When a business is under pressure it can be hard to see the wood from the trees. Taking a step back and viewing the situation objectively is doubly difficult if you have your own emotional and financial interests at stake. But objectivity is just what we need if we're to avoid quick fixes, false dawns and people who don't have our best interests at heart. So perhaps we should learn a few lessons from people for whom managing risk is a way of life.
Experienced poker players will tell you that long-term success has little to do with luck. Instead, it's all about maximising your gains and minimising your losses - and that requires a cool head. Players who lose are those who lock in their gains too early and panic when things are not going so well: they take riskier bets and the experienced players just wait and pounce. Herbert Yardley, in his classic "The Education of a Poker Player" (1957), calls these people 'suckers'. Sometimes they get lucky but most of the time they don't, and that's how professionals like Yardley make their money.
To some extent this is true in business. We don't see any reason to change when things are going well (if it ain't broke, don't fix it) and it's only when things are going badly that we are forced to take risks. The old adage that crisis and opportunity are two sides of the same coin holds true and, like the poker player we might get lucky. But we ought to be aware that crises attract opportunists whose agenda is not the same as ours. Opportunists who want to take advantage of times of uncertainty, when our aversion to risk is lowered.
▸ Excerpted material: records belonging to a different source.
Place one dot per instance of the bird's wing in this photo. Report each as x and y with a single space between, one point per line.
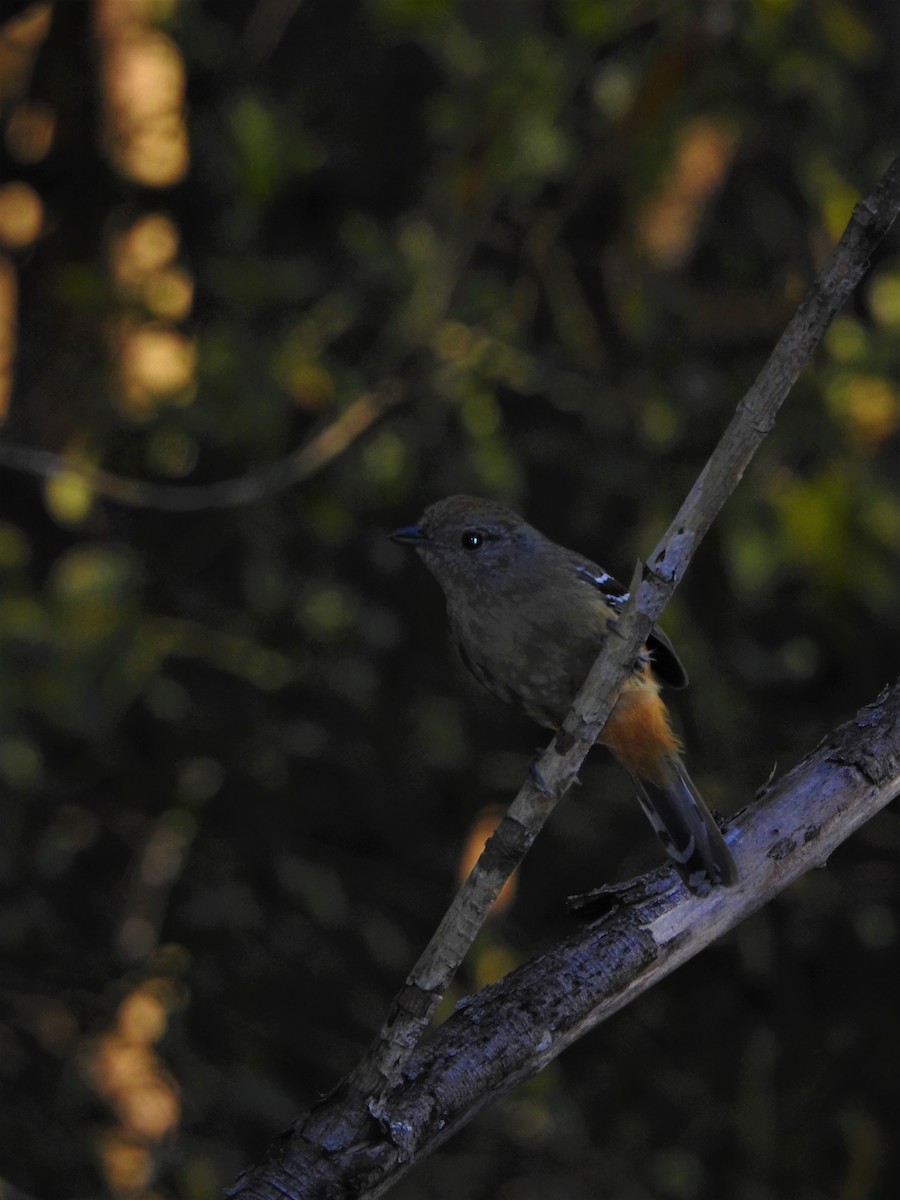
666 665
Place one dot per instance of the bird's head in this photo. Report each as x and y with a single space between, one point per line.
469 544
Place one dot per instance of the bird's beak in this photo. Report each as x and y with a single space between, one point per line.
409 535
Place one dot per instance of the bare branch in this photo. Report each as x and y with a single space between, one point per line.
651 591
349 1128
511 1030
227 493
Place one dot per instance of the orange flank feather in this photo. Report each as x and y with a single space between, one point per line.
639 731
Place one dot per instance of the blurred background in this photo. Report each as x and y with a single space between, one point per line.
549 245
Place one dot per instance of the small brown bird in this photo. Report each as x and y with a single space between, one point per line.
529 618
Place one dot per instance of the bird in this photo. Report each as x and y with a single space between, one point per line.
528 618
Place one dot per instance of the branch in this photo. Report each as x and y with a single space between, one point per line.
336 1129
515 1027
651 591
227 493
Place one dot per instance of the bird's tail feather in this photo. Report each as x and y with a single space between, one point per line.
687 828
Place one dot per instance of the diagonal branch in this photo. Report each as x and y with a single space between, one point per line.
511 1030
651 591
373 1087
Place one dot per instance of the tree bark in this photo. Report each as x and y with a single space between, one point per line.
509 1031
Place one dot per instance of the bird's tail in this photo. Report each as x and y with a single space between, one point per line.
687 828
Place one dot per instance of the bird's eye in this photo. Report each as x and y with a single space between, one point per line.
472 539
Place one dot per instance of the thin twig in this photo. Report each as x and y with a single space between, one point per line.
513 1029
651 591
227 493
342 1128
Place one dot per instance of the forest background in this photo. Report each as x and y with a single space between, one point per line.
543 247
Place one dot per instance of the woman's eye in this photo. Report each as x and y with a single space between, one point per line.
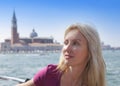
65 42
75 43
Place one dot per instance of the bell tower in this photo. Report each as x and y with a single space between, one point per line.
14 33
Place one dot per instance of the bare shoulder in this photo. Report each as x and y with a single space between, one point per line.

"Only a crisis – actual or perceived – produces real change. When that crisis occurs, the actions that are taken depend on the ideas that are lying around. That, I believe, is our basic function: to develop alternatives to existing policies, to keep them alive and available until the politically impossible becomes politically inevitable" (Milton Friedman, Capitalism and Freedom, 1962).
This is, of course, far from the truth. Real, earth-shattering, paradigm-shifting changes like the motor car, the internet, the smart phone and others were in no way born of crisis. Many of the best opportunities are realised when we are not under pressure.
Successful businesses are those that have a more sophisticated attitude to risk. Like the experienced poker player they know that the time to take risks is when we are winning, when we can actually afford to take a hit now and then.
All of which is of little comfort to those who are feeling the pinch and are faced with the choice of cashing in early, minimising their gains, or risking maximising their losses by 'betting the farm'. It's like telling someone who's lost 'well you shouldn't have started from here'.
But since we are where we are, what is to be done?
First of all, in the words of The Hitchhikers Guide, don't panic! Most of us don't need to clutch at straws. If a decision needs to be made quickly there is a temptation to make it immediately just to be seen to be dynamic but in fact that squanders whatever time was available for considered thinking. There is plenty of evidence that decisions made under pressure are likely to be sub-optimal or just plain wrong.
So we should fall back on the basics; SWOT analyses, innovation audits and so on. Ask the basic questions 'what can we do better? and 'what can we do differently?' Look for the opportunities, calculate the risks and make measured decisions rather than relying on 'intuition'. As the scientist Carl Sagan used to say, 'I try not to think with my gut'.